The articles stemming from these AI-generated profiles include shopping listacles meant to generate revenue through affiliate links. One of these articles dates back to 2021 and includes such wonderful lines as “Volleyball can be a little tricky to get into, especially without an actual ball to practice with. You’ll have to drill in the fundamentals in your head before you can really play the game the way it was meant to be played, and for that, you’ll need a dedicated space to practice and a full-sized volleyball.”
These articles and profiles are no longer available on the Sports Illustrated website, though many are still easily obtainable through the Internet Archive. Futurism claimed The Arena Group removed both the stories and AI authors once the outlet contacted the media conglomerate. Gizmodo reached out to The Arena Group for comment, but we didn’t immediately hear back.
These kinds of AI-generated bylines seem to be an attempt to fool readers into thinking they are getting the advice of real consumer product experts, but they may also be an effort to try and fool Google’s search and advertising algorithms. There is currently a slew of junk news websites pumping out fake AI articles or outright stealing from other news sites to eke a few dollars at a time from Google AdSense or other algorithmic advertising services.

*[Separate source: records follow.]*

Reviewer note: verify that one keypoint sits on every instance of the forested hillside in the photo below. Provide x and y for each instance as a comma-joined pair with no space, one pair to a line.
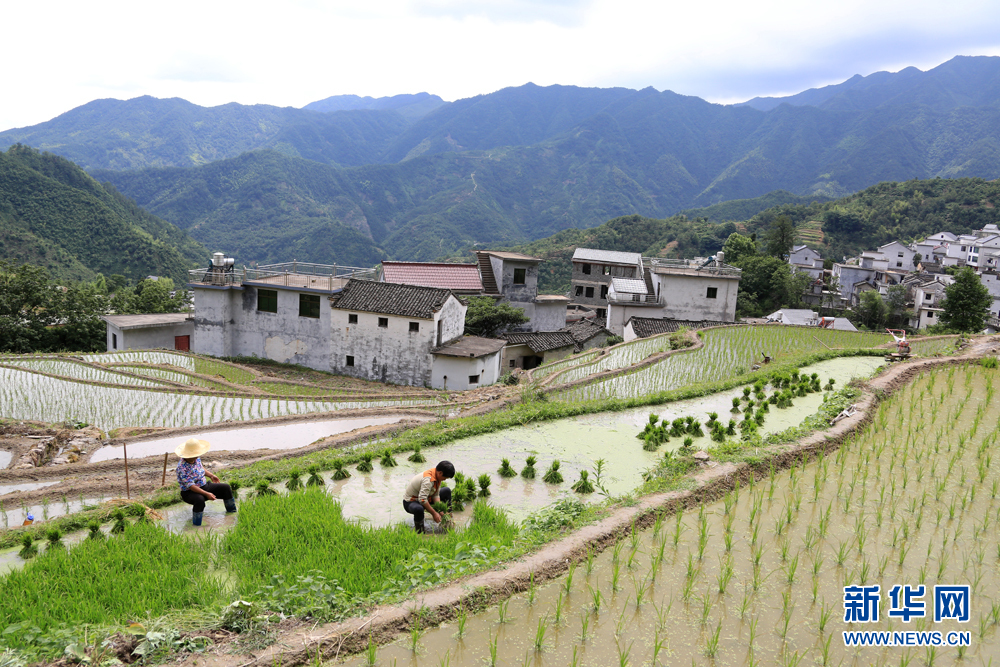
54,215
147,132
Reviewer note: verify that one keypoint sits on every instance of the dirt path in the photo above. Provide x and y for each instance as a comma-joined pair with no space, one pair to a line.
304,644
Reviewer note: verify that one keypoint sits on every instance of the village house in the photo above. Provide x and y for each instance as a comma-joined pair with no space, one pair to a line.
676,289
593,271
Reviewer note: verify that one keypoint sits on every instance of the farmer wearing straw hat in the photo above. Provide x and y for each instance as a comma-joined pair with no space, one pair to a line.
191,476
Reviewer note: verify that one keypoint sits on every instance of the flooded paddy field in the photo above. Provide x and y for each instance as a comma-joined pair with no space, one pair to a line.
758,577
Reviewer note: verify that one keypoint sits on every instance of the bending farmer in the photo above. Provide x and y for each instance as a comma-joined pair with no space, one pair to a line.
191,476
424,490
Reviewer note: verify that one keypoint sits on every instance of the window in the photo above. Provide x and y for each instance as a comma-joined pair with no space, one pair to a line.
267,301
309,305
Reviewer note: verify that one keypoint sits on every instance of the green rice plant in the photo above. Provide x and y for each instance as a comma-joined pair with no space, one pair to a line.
339,470
552,475
315,479
95,530
528,471
387,461
417,456
365,465
583,485
294,482
505,469
28,548
484,485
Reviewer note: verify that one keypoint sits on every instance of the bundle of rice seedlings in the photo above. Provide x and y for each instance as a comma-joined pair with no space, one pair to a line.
417,456
552,475
584,485
505,470
366,462
484,485
386,461
315,479
528,471
294,483
339,471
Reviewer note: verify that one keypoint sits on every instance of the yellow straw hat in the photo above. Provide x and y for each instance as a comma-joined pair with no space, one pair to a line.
193,448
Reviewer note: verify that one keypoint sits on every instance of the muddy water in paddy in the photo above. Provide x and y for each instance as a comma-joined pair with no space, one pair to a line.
913,499
283,436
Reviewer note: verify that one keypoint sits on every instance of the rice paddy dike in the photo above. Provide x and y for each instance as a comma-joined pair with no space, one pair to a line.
432,435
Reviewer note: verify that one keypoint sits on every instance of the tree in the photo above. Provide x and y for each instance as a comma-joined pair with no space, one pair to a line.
737,247
486,317
966,303
780,237
871,310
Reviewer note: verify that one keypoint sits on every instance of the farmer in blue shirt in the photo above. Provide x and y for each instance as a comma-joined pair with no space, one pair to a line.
191,476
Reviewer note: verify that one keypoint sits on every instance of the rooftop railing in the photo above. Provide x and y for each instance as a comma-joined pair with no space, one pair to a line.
286,274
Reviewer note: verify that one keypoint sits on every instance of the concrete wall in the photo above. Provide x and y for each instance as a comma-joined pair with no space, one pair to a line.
148,338
685,297
549,317
394,353
452,373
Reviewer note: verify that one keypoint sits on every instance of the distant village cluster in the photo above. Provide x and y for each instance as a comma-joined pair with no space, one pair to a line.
920,267
404,322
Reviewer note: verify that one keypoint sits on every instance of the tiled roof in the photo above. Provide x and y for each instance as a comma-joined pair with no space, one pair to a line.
391,299
607,256
541,341
644,327
629,286
470,347
458,277
584,330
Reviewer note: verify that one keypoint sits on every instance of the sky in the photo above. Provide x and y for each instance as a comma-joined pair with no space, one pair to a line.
58,55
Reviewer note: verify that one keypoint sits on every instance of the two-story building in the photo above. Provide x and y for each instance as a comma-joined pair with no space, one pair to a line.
513,278
593,271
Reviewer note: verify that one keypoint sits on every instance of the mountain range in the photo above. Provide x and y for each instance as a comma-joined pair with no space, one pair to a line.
353,180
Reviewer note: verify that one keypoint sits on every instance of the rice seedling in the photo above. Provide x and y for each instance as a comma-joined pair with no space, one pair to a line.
294,482
340,471
386,460
505,470
552,475
583,485
528,471
417,456
484,485
365,465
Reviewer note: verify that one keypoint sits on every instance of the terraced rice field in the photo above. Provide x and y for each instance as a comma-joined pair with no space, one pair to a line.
759,577
727,352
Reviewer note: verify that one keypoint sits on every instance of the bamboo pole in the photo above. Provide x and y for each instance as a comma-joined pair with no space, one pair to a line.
128,493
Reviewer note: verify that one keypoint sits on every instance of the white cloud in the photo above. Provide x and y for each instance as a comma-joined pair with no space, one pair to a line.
295,52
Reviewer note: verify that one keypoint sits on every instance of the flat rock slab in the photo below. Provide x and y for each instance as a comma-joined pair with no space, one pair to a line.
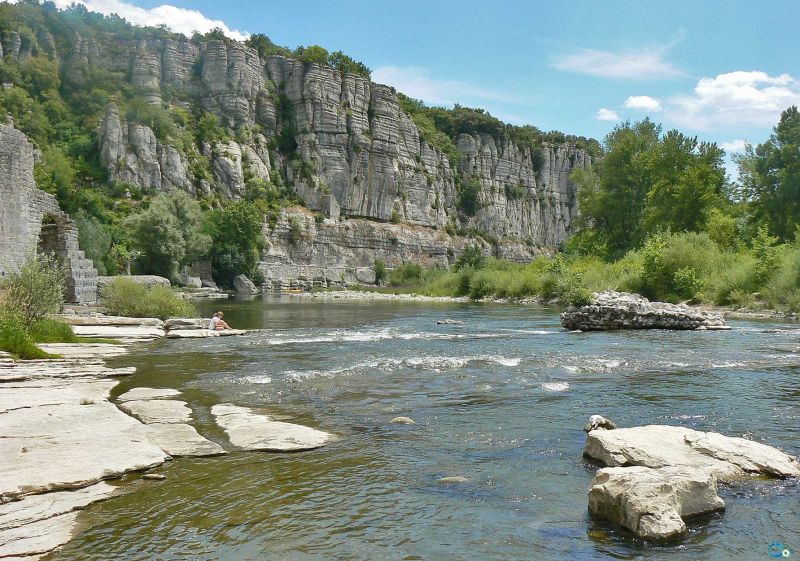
110,321
166,422
202,333
148,393
26,394
180,439
656,446
158,410
45,369
119,331
66,446
253,431
40,523
84,350
660,474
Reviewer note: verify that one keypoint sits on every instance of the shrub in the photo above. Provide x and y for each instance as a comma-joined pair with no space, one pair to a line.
124,297
37,289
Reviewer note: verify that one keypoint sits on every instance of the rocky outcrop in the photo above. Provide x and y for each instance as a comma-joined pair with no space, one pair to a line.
30,221
659,475
306,250
622,310
243,285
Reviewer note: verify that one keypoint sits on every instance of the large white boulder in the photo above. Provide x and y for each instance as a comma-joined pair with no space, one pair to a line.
661,474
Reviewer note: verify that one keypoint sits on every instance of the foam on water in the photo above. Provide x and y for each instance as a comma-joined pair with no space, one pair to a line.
555,386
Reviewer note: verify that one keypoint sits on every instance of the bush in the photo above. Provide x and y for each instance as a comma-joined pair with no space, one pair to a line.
37,289
14,336
124,297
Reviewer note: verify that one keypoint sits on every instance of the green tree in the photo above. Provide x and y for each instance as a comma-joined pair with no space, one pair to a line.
312,54
647,182
237,242
169,234
769,177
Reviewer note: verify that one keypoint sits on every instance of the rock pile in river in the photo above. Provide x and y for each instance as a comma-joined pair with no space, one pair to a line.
658,475
623,310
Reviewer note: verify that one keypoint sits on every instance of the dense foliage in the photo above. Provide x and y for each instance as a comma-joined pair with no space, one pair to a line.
648,181
26,298
124,297
770,178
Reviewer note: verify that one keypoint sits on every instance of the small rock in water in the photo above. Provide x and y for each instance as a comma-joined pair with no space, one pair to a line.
154,477
599,422
453,479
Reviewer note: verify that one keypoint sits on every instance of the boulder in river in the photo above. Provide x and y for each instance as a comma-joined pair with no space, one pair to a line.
658,475
623,310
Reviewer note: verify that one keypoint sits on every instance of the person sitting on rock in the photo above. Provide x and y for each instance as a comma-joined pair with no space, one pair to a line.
217,323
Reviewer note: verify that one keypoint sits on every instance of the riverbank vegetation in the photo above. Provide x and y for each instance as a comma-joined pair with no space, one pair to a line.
26,299
124,297
682,234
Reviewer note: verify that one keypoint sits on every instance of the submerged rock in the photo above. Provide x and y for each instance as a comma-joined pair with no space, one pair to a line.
453,479
623,310
661,474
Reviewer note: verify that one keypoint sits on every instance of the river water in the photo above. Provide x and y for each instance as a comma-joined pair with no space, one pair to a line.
501,401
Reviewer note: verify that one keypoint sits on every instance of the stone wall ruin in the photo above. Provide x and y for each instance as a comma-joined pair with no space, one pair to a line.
31,220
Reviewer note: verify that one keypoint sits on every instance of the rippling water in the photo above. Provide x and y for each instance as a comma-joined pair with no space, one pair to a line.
500,400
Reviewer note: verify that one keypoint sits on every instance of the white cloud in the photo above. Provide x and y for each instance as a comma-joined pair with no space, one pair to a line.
181,20
637,65
733,146
606,115
737,98
417,83
643,103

The company had previously mentioned its concern with how Google would judge their AI efforts. The Arena Group CEO Ross Levinsohn told The Wall Street Journal that “Google will penalize you” for spamming the internet full of ungodly numbers of AI articles. “More isn’t better; better is better,” he added.
Google, for its part, has claimed it tries to focus on the “quality of the content, rather than how it was created” and has policies against advertising on fake or plagiarized content. By putting a human face on the article, these product reviews can attempt to fool the kinds of systems meant to halt advertising on AI-created content.
So far, most media owners’ attempts to create AI content have blown up spectacularly, and Gizmodo’s parent company’s efforts have been no exception. Red Ventures, which owns CNET, and Gannett, the chain owning hundreds of local newspapers, have had to issue mass corrections to a hoard of AI-created journalistic botch jobs.
Companies have routinely claimed that AI will not lead to layoffs, but The Arena Group booted staff back when it took over in 2019 and again earlier this year around the time it first announced its pivot to AI content. That first round of layoffs was an attempt to “refocus” itself on the mobile platform. This pivot is akin to news from Monday that famed legacy science magazine Popular Science is abandoning its digital magazine to “prioritize investment in new formats” that include “commerce, video, and other initiatives.”
Then again, Google has eliminated the need for articles to be “written by people” to rank high in Search. Google itself is also allowing advertisers to create ads with generative AI, so there’s a likely future where fake AI writers will create fake AI content for the sake of making money from fake AI ads. The only thing missing from this cyclical system of self-cannibalization is the fake AI readers.